Growing the Start-Up Ventures Clinic
The Start-Up Ventures Clinic has expanded its efforts this year under the direction of Kip Johnson, a senior lecturing fellow at Duke Law whose legal practice has focused on advising entrepreneurial businesses and enterprises. Armed with both a Duke Law degree and an MBA from Duke’s Fuqua School of Business, Johnson guides students in representing early-stage ventures on matters related to the start-up process. Since the clinic’s launch last year, students have provided legal counsel to early-stage businesses and social entrepreneurship ventures, many of which are by student teams associated with the Duke Start-Up Challenge, the Fuqua School of Business's Program for Entrepreneurs, and entrepreneurship programs at the Pratt School of Engineering.
“The goal is for the clinic, first, to be a resource to Duke students in any of the various schools — to advise students who are thinking about creating a start-up venture as to what they need to do to realize that venture, to help them understand the larger start-up ecosystem, and to understand how some of the decisions they make on day one will affect their ability to do things later on,” Johnson said.
Participation in the clinic will be just one of several experiential learning components of the new JD/LLMLE. During the summer after the first year of law school, they also will participate in a one-month, intensive “start-up company” case study that models the entrepreneurial process as an academic exercise. The program will expose students to all phases of an early-stage company and the legal and business challenges typically encountered by entrepreneurs. For the remainder of that summer, students will be free to work at a law firm or early-stage venture.
Integrating hands-on learning and core curriculum
During the fall of the third year, students will have the opportunity to participate in a non-law firm externship experience at a local start-up company, supported by a classroom component that examines and highlights experiences from the externships. This ‘integrated externship’ model, based on the popular Duke in D.C. program, blends hands-on practice with substantive coursework and allows each to reinforce the other.
“This will provide a very coherent curriculum to prepare students with a rich balance of theory, financial skills and experiences to hit not just the start-up arena but more broadly the commercial and corporate practice area generally,” said Brainerd Currie Professor of Law James Cox, who participated in the design and implementation of the LLMLE program. “I fully expect that this will appeal to a large group of students and will have great appeal to their future employers.”
Students will be required to take two courses — Intellectual Property and Business Associations — in addition to the standard first-year JD curriculum.
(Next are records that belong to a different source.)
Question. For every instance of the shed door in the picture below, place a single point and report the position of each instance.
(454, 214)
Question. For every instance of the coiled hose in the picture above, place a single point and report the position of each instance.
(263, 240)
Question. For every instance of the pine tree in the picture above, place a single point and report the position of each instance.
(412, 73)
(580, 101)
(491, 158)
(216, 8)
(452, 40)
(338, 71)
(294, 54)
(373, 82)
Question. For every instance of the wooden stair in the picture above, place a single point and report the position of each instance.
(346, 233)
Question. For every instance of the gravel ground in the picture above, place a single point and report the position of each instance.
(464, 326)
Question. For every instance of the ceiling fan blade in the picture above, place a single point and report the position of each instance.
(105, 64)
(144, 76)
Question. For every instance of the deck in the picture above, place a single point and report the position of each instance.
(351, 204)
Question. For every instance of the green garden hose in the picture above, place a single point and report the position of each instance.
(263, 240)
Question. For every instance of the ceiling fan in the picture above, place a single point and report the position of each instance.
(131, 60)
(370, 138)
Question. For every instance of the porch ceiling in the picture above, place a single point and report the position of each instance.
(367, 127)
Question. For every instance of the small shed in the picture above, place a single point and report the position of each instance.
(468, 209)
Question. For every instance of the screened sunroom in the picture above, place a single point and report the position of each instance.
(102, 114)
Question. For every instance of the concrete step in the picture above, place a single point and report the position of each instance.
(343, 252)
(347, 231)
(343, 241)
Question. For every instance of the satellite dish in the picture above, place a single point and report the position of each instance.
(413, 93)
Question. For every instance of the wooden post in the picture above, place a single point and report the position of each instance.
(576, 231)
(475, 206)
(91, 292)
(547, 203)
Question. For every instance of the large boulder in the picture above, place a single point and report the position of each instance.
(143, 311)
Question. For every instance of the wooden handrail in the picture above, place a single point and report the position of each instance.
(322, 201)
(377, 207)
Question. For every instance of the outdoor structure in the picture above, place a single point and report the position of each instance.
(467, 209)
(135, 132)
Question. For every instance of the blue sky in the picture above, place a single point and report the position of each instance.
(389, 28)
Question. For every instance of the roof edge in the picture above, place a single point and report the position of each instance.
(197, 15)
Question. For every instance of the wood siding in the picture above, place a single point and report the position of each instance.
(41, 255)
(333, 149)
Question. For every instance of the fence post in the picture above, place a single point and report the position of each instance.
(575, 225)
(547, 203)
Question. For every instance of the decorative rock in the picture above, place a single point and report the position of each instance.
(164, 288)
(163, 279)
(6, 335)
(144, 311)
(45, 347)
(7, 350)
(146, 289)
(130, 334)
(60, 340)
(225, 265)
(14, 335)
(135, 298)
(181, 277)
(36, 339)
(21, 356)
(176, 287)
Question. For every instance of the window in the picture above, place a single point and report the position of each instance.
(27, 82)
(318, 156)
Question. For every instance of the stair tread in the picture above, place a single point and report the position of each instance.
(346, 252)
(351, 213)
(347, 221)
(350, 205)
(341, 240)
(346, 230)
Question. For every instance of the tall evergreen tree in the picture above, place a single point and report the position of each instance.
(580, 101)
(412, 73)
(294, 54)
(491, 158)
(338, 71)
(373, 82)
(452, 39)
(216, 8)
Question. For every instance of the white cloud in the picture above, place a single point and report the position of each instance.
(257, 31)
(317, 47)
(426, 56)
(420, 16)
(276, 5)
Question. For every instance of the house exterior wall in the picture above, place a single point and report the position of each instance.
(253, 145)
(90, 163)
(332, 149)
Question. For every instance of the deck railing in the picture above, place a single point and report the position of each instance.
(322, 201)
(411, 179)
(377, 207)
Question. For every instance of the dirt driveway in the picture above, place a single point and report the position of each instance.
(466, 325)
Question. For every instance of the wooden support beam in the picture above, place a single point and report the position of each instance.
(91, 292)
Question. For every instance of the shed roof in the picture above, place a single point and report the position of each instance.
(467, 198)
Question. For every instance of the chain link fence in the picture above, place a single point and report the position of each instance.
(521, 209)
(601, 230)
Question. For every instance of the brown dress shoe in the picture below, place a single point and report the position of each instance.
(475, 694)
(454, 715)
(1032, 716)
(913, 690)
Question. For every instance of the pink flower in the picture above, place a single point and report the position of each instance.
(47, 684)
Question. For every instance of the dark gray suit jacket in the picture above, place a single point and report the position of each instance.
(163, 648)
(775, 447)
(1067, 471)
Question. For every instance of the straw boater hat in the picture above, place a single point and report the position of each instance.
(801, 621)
Upper-level course offerings include Advising the Entrepreneurial Client; Law and Entrepreneurship; Analytical Methods; Business Strategy; Venture Capital Financing; and a new course on Innovation. Students may also choose from offerings such as Corporate Finance; Securities Regulation; Intellectual Capital and Competitive Strategy; Financial Information; Corporate Tax; and Deal Skills.
“The new JD/LLMLE program is a very exciting new direction for the Law School,” said Arti Rai, Elvin R. Latty Professor of Law and the former administrator of the office of external affairs at the U.S. Patent and Trademark Office. “The program’s courses will draw upon, and complement, the Law School’s existing strengths in business law and intellectual property. The program is also highly complementary to both the university-wide Innovation and Entrepreneurship Initiative and to the Center for Technology and Innovation Policy that Professor [Stuart] Benjamin and I are setting up.”